We take a critical look at how to assess the effectiveness of R&D tax incentives. The net welfare gain is shown to be sensitive to a certain number of parameters. In particular, the deadweight loss associated with level-based tax incentives depends on the ex-ante R&D level. We report on the success of a past policy changes and simulate the effect of various parameter changes in the existing Dutch R&D tax incentive scheme. We show that this policy is more effective for small firms than for large firms. We end with a discussion of the pros and cons of volume-based versus incremental R&D tax incentives.

2009/08: Immigrant wages in the Spanish labour market: does the origin of human capital matter?

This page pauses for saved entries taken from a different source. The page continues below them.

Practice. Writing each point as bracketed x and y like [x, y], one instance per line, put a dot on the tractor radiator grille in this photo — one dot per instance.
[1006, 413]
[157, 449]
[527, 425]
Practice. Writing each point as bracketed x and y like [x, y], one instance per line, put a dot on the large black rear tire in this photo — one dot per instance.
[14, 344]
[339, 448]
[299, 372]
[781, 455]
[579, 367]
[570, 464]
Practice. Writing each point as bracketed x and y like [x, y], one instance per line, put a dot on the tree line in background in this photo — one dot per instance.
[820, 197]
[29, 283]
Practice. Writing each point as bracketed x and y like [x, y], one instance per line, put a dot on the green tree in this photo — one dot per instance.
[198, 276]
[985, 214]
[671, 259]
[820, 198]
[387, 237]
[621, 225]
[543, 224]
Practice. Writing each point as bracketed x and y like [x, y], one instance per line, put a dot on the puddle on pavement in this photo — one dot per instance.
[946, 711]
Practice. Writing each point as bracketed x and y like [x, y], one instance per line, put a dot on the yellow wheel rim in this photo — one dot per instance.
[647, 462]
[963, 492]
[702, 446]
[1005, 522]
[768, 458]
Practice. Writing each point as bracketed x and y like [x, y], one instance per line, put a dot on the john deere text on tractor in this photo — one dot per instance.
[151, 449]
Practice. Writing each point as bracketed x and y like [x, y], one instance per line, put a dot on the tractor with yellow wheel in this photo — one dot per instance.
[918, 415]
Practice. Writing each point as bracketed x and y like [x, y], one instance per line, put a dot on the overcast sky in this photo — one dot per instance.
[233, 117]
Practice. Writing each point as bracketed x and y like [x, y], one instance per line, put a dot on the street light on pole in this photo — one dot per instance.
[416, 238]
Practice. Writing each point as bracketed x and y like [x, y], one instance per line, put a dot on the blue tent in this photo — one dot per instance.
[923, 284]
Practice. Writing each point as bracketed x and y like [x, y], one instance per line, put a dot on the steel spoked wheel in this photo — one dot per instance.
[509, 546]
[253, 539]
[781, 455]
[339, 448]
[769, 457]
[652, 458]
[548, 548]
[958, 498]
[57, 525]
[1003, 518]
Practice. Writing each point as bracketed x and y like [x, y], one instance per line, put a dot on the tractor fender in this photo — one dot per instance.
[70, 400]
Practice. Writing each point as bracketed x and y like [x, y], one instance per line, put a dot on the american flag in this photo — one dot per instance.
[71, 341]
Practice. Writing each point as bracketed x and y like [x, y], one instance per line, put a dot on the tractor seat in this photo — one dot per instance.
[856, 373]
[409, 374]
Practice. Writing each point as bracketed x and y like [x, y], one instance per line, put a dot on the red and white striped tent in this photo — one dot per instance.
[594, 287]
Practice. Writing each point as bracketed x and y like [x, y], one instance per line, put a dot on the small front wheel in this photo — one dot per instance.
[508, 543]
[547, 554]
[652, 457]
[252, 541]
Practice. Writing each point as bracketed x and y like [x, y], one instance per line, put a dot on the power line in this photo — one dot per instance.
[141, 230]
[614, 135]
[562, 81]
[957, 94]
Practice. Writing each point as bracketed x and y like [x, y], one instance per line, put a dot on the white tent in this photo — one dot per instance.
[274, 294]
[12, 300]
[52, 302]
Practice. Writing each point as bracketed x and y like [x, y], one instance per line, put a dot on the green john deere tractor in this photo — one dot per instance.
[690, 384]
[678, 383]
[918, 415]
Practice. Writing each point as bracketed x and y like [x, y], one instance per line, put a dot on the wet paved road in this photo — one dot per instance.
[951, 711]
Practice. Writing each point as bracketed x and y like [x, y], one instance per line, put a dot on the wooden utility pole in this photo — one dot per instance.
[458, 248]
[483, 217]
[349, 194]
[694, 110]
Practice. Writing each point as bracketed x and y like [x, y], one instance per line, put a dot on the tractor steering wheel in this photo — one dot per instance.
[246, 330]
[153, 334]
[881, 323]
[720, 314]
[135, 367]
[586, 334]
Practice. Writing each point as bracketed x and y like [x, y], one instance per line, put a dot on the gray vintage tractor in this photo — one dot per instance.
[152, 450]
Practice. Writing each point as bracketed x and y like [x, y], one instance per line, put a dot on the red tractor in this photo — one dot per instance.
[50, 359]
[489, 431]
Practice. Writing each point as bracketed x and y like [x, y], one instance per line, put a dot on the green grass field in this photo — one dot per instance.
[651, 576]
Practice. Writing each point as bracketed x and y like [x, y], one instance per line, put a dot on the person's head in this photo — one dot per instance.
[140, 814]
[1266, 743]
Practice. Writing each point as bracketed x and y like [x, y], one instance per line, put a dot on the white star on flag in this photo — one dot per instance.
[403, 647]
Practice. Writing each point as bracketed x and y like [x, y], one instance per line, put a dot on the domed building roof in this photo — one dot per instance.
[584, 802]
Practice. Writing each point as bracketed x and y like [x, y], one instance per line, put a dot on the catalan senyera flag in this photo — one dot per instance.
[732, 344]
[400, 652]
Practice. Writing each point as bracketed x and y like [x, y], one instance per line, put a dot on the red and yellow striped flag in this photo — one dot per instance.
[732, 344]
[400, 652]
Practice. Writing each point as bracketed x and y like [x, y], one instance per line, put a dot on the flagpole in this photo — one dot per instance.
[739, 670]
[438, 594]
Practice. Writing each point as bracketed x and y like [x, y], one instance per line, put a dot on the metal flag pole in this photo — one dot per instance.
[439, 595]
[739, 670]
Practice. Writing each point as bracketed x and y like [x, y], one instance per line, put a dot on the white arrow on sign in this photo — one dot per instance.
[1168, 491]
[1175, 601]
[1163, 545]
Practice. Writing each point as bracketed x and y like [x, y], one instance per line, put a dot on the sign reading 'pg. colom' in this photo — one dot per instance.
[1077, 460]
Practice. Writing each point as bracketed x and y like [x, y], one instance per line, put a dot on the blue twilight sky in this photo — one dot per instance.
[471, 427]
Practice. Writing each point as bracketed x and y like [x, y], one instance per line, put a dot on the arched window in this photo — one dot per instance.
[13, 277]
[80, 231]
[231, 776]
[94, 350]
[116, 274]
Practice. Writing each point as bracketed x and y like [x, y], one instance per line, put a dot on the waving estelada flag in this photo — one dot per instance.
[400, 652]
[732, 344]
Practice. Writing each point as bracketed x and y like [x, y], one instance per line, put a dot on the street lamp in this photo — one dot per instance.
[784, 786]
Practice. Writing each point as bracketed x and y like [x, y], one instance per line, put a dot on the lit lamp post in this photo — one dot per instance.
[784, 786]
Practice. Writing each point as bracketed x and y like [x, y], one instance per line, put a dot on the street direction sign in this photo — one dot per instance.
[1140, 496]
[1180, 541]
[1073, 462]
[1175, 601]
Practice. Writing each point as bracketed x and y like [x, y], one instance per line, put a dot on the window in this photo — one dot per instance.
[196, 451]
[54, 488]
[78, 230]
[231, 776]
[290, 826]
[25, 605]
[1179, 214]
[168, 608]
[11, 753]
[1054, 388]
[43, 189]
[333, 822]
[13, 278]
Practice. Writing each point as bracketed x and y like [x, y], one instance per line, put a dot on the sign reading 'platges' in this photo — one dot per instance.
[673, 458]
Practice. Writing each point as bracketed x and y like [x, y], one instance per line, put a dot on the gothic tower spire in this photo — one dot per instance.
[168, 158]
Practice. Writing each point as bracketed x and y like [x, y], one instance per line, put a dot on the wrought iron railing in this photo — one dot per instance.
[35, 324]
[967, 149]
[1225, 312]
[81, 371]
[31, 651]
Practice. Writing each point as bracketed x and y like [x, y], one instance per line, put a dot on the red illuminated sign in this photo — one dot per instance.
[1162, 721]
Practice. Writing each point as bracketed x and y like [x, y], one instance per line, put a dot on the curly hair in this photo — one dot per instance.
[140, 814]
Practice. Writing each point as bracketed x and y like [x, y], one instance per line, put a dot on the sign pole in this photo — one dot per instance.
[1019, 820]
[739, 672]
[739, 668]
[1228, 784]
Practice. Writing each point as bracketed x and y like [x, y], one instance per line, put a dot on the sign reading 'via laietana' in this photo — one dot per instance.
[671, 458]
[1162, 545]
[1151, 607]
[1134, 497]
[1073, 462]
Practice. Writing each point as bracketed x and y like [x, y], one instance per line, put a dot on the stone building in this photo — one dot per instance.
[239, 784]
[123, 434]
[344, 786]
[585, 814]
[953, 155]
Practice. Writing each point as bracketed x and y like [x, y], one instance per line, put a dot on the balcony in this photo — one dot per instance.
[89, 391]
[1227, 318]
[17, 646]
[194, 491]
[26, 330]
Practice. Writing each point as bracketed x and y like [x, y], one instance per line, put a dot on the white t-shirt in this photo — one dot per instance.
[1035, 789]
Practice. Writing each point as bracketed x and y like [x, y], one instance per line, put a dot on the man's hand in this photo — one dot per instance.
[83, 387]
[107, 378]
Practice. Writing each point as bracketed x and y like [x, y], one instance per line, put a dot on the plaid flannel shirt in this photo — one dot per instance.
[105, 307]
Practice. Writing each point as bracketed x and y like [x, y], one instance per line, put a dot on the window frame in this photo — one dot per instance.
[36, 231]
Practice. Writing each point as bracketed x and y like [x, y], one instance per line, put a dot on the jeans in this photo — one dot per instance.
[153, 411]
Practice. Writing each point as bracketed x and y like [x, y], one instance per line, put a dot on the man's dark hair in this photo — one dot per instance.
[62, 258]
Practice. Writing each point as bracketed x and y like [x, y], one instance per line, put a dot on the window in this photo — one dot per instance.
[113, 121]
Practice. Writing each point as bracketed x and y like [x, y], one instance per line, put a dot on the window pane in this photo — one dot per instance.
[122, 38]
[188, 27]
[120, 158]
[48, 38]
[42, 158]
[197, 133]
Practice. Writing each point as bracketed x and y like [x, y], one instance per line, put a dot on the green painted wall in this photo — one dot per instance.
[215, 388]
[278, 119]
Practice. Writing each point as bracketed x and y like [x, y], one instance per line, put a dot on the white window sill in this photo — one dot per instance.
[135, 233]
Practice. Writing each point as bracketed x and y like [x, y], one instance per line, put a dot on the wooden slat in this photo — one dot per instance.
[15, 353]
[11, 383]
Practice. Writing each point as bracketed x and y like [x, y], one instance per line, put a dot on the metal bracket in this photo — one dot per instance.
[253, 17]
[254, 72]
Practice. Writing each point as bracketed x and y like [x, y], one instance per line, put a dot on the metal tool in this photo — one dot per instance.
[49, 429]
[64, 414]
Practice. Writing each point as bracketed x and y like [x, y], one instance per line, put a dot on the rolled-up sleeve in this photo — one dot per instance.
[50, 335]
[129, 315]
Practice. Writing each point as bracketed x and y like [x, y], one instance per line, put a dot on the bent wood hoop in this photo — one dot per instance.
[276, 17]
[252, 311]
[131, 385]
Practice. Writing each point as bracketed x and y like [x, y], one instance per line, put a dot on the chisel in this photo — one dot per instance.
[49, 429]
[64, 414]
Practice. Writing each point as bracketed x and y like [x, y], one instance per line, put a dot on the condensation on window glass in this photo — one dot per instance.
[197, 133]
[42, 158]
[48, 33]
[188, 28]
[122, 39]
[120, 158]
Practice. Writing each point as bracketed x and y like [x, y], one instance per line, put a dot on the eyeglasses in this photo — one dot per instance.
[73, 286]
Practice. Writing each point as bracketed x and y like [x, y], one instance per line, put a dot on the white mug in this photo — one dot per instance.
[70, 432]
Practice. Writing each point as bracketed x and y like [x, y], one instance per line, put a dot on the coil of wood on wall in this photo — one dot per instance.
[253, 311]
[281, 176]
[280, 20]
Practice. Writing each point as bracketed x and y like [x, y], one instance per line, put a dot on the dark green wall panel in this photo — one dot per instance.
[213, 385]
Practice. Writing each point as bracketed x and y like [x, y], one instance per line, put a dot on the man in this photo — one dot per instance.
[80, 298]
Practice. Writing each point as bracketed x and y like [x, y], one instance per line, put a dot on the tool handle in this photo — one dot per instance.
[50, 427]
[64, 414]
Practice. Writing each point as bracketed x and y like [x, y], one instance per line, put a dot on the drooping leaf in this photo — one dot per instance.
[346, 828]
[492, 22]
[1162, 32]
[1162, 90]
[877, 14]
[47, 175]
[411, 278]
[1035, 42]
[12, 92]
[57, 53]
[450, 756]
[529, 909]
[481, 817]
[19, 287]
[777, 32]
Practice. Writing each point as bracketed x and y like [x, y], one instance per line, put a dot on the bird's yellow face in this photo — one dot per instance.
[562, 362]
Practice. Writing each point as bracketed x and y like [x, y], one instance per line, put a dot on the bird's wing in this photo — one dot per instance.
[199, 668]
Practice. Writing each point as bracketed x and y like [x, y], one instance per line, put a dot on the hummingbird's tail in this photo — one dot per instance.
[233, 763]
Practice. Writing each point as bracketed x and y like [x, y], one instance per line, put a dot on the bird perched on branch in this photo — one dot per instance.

The aim of this paper is to analyse the role played by the different components of human capital in the wage determination of recent immigrants within the Spanish labour market. Using microdata from the Encuesta Nacional de Inmigrantes 2007, the paper examines returns to human capital of immigrants, distinguishing between human capital accumulated in their home countries and in Spain. It also examines the impact on wages of the legal status. The evidence shows that returns to host country sources of human capital are higher than returns to foreign human capital, reflecting the limited international transferability of the latter. The only exception occurs in the case of immigrants from developed countries and immigrants who have studied in Spain. Whatever their home country, they obtain relatively high wage returns to education, including the part not acquired in the host country. Having legal status in Spain is associated with a substantial wage premium of around 15%. Lastly, the overall evidence confirms the presence of a strong heterogeneity in wage returns to different kinds of human capital and in the wage premium associated to the legal status as a function of the immigrants’ area of origin.